In cosa consiste il mio lavoro? Se dovessi definirlo
nella maniera più concisa possibile, mantenendo comunque una certa precisione,
direi senza dubbio che ho il privilegio di “occuparmi delle persone”.
Noterete che ho preferito non sbilanciarmi parlando di
salute o di malattia delle persone, per tutta una serie di motivi che in parte
sono già stati discussi qui: http://www.stileliberoacademy.blogspot.it/search/label/Salute
Sinceramente quando ho iniziato, circa 20 anni fa, il
viaggio per intraprendere questa professione, non avrei mai immaginato un
epilogo del genere, o meglio, non pensavo minimamente alle implicazioni che un
percorso del genere potessero avere in tal senso.
Occuparsi delle persone può voler dire tutto o niente, il
bello delle definizioni è proprio questo, riempiono uno spazio, ma hanno la
possibilità di farti rimanere così nel vago da illudere di aver capito, anche
quando non si ha capito nulla.
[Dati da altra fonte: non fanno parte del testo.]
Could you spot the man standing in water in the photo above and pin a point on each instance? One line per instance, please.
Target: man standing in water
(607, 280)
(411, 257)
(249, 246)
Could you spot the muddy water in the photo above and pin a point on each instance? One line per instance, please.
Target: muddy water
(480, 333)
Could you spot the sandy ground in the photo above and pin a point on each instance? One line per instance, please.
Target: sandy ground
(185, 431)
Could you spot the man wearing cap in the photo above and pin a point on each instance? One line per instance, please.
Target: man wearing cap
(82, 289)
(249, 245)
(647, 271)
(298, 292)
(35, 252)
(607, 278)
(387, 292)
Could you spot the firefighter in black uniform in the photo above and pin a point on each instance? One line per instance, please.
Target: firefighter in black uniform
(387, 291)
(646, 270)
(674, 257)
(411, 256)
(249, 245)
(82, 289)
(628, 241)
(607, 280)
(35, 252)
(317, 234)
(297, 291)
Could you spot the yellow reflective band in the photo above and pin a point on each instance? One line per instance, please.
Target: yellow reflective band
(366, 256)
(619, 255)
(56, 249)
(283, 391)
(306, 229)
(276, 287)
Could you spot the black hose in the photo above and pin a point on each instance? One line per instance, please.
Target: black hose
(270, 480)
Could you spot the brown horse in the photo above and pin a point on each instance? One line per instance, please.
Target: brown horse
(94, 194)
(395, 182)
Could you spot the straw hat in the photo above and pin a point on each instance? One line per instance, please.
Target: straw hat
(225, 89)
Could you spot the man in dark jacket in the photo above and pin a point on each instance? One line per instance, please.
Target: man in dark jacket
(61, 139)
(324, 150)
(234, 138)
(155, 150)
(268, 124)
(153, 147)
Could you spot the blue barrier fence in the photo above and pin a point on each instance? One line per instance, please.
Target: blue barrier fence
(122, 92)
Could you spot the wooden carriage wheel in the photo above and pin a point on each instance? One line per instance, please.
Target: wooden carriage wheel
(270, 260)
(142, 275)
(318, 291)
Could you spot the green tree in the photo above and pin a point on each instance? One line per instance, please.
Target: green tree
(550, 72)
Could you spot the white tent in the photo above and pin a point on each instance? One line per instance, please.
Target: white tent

Nel mio caso occuparsi delle persone, invece,
acquista un valore molto preciso, definisce un percorso, un progetto che vuole
portare chi lo intraprende a raggiungere una nuova consapevolezza, sia essa di
prestazione (fisica, atletica, estetica, funzionale) che semplicemente (!) di
benessere. Mi rendo conto che il discorso sia piuttosto presuntuoso, ma a
questo punto mi sembra inutile nascondersi dietro ad un dito, anzi, credo sia
opportuno giocare a carte scoperte e, con tutti i limiti di ogni caso, ambire
sempre al massimo raggiungibile, senza superbia, ma con assoluta fiducia nei
propri mezzi.
Siccome ho già accennato il mio pensiero sull’allenamento
e le sue varie declinazioni in altre occasioni, mi concentro qui su di un mondo
che è costruito essenzialmente su di una parola sola, ma che nasconde dietro di
essa un caleidoscopio di interpretazioni difficilmente inquadrabile; stiamo
parlando di un termine che, almeno una volta, è stato pronunciato da tutti,
signore e signori, ecco a voi miss “Postura” !!!! (standing ovation).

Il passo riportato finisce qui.